I think this one is obvious actually! There's no choice but to aggregate it at the level of the `xx` `SELECT`, no other level has access to the `x` column.
I agree, I think the original sin here is the fact that whether a `SELECT` is an aggregation is determined by the contents of the scalar expressions at all. I think most of this weirdness comes directly out of wanting to be able to write both `SELECT sum(x) FROM xx` and `SELECT x FROM xx` and have them work.
Not that I have a better solution offhand, in SQL grouping by a constant value is not actually the same as not writing `GROUP BY` at all since the behaviour on empty tables is different.
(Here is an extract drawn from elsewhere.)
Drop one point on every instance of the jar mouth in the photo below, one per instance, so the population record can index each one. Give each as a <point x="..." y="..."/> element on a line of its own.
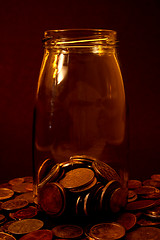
<point x="79" y="37"/>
What's an aggregation per se? A SQL query is best thought of an arbitrary generator function. You can, using functions like UNNEST, end up emitting multiple row-tuples for each processed input row-tuple. An aggregation is just a generator function that happens to reduce over all the input rows and then emit one row-tuple when there's no more input. Query-planning engines do not special-case this. It's just a generator node like any other generator node.
Consider: using window functions, you can do partial aggregations over subsets of the input — without even necessarily partitioning the input (i.e. you can compute "running totals" and other wacky state-machine-like outputs.)
Not writing `group by` is the same as writing `group by ()`.
And yeah, the difference between that and a value is one of those really surprising things on SQL that actually make sense and should be this way. Unfortunately, there are many of those.